Robert Edric: The Wrack Line


  • Robert Edric: The Wrack Line

    Hornsea, UK 2016, PS Publishing. Gebunden, 95 Seiten


    Ein Mann möchte sich nach einem Burn-out für einige Wochen zurückziehen und nimmt das Angebot eines Bekannten an, dessen abgelegenes Strandhaus zu bewohnen. Er kommt spätabends an, der Taxifahrer weigert sich aus fadenscheinigen Gründen, ihn direkt zum Ziel zu fahren, und am nächsten Tag stellt der Erzähler fest, dass die Feriensiedlung verlassener ist, als angenommen: er ist der einzige Bewohner, einige Häuser sind bereits im Verfall begriffen. Auch war ‚entlegen‘ keine Übertreibung: das nächste Dorf liegt eine knappe Stunde Fußweg entfernt und dem Erzähler fällt es zwischen Dünen und Wald schwer, die Orientierung zu behalten.


    Auch das Dörfchen hat bessere Zeiten gesehen, hier stehen ebenfalls Häuser leer und in dem einzigen geöffneten Laden spricht niemand mehr als das Nötigste mit ihm. Versorgt mit gutem Essen und einigem Alkohol richtet er sich in seinem Haus ein, unternimmt lange Spaziergänge und genießt die Einsamkeit. Dabei merkt er, dass er selbst von maßvollem Trinken in seltsam lethargische Wach-Traum-Zustände verfällt, jedes Zeitgefühl verliert und bald sicher ist, dass ein bedrohlicher Fremder um sein Haus schleicht. Tags sieht er von weitem eine Frau am Strand, die auf etwas zu warten scheint, doch sie reagiert nicht auf sein Rufen und verschwindet dann spurlos im Wald.

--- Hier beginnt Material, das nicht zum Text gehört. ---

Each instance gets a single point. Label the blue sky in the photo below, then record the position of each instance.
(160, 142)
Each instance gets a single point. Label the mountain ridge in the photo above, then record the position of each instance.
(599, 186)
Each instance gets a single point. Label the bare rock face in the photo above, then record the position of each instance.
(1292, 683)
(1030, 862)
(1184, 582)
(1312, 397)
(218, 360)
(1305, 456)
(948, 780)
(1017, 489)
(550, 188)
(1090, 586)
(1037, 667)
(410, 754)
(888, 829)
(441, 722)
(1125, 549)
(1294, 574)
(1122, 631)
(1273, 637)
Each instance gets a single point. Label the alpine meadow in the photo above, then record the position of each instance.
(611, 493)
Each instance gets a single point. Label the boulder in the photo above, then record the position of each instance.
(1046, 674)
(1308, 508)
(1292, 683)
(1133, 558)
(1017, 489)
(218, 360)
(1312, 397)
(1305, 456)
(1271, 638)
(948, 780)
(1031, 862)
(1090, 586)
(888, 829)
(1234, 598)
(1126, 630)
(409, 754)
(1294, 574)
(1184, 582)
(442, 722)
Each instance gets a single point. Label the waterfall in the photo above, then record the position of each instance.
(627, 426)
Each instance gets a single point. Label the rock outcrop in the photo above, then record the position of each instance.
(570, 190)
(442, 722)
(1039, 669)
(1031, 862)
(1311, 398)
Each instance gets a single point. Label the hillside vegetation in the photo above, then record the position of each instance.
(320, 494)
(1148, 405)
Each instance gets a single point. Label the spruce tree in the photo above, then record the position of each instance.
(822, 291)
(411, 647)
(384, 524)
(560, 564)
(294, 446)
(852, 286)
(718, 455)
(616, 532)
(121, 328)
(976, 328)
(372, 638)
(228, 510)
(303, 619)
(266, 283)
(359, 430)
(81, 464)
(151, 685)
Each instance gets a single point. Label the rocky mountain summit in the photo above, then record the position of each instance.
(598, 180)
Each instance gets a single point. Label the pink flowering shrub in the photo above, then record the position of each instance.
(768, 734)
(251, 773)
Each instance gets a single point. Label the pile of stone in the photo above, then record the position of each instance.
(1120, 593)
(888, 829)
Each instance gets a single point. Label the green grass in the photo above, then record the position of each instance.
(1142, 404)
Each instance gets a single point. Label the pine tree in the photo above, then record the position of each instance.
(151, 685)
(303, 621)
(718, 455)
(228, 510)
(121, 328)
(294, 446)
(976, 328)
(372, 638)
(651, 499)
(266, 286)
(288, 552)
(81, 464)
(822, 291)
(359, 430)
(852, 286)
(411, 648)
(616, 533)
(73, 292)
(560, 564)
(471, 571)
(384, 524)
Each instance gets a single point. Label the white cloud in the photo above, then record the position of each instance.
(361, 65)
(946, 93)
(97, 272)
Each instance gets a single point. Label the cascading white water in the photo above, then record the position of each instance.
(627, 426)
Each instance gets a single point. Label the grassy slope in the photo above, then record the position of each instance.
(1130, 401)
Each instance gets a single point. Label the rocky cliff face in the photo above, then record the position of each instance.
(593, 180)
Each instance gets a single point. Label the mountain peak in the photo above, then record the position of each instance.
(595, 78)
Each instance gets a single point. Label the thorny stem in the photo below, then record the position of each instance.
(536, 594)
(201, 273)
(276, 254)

    Dem Erzähler gelingt es, zwei kommunikationsfreudige Dorfbewohner zu finden: die Teenage-Tochter der Ladenbesitzerin und einen alten, kranken Witwer, der ein privates Archiv über das Dorf angelegt hat und zögerlich Dunkles aus dessen Geschichte zu erzählen beginnt. Vor über 20 Jahren ist hier ein Kind verschwunden, die Mutter kam Jahr um Jahr an den Ort, um nach ihm zu suchen – bis ihre Besuche eines Tages ausblieben. Der Erzähler ist bald überzeugt, in der Fremden am Strand diese Mutter zu erkennen …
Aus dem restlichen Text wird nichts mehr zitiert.